Origine[modifier | modifier le code]

En 1459, le custode (de) de la cathédrale, Thierry d'Isembourg, est élu archevêque de Mayence avec un faible avantage sur Adolphe de Nassau. Une fois élu, Thierry doit gérer une situation conflictuelle qui remonte à 1458 face au comte palatin Frédéric Ier : il mène alors une coalition anti-Palatinat au combat contre le comte palatin, mais perd la bataille décisive de Pfeddersheim en juillet 1460.

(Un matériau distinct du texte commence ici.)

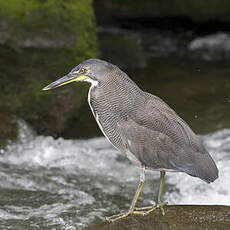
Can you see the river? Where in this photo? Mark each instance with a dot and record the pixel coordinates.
(49, 183)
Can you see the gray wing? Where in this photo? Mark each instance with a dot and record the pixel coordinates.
(160, 139)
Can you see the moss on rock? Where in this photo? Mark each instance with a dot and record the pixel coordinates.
(41, 40)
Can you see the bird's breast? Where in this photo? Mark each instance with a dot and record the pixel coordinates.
(107, 115)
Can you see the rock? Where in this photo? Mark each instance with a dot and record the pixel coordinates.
(204, 10)
(112, 40)
(39, 42)
(8, 127)
(177, 217)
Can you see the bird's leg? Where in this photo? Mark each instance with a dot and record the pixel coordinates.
(135, 198)
(160, 203)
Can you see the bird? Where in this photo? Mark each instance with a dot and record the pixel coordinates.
(141, 126)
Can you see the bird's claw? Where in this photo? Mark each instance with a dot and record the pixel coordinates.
(137, 211)
(152, 208)
(118, 216)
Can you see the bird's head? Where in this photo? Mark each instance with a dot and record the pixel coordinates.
(94, 71)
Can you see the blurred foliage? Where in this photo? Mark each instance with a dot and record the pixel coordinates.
(41, 40)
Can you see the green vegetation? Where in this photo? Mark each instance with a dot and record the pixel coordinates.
(41, 41)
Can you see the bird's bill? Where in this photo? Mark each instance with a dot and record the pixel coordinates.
(65, 80)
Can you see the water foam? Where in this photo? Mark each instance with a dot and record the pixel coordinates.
(91, 178)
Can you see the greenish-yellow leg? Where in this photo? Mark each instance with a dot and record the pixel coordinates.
(132, 207)
(160, 204)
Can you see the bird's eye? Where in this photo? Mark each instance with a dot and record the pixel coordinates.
(82, 71)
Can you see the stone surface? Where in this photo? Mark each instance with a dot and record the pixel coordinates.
(177, 217)
(39, 42)
(198, 10)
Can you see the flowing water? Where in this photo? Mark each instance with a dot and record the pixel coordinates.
(74, 184)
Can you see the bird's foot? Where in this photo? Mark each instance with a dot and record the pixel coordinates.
(146, 210)
(137, 211)
(118, 216)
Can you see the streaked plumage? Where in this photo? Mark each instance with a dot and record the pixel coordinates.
(141, 125)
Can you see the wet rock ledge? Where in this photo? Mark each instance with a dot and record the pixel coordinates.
(177, 217)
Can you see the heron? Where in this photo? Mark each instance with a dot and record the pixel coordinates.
(141, 126)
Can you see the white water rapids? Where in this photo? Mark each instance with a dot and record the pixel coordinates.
(72, 184)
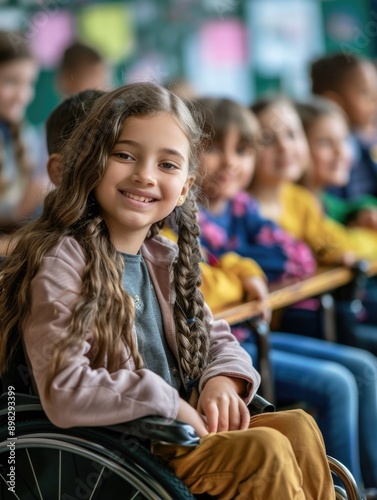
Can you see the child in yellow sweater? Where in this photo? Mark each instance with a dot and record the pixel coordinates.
(281, 161)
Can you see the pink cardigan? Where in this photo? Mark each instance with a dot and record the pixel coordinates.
(82, 396)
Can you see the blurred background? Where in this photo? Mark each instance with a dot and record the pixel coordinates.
(233, 48)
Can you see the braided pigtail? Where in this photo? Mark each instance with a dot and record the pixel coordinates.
(192, 332)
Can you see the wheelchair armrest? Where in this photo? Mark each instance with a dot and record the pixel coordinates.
(160, 429)
(23, 402)
(177, 432)
(145, 428)
(260, 405)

Pour obtenir la confirmation de son élection par le Pape, Thierry doit aussi fournir des annates à hauteur de 20 000 florins ; il préfère se mettre dans l'opposition aux exigences de l'Empereur et du Pape. Du coup, le pape Pie II déclare son remplacement par son concurrent de 1459, Adolphe de Nassau. Il excommunie Thierry le 21 août 1461, le déclare déposé en raison de son opposition à l'Église et à l'Empereur, ainsi que de sa tentative d'abolir les annates pontificales. Adolphe de Nassau est donc nommé par le Pape archevêque de Mayence et intronisé le . La ville de Mayence reste cependant fidèle à Thierry, qui refuse d'abandonner le siège de l'archevêché.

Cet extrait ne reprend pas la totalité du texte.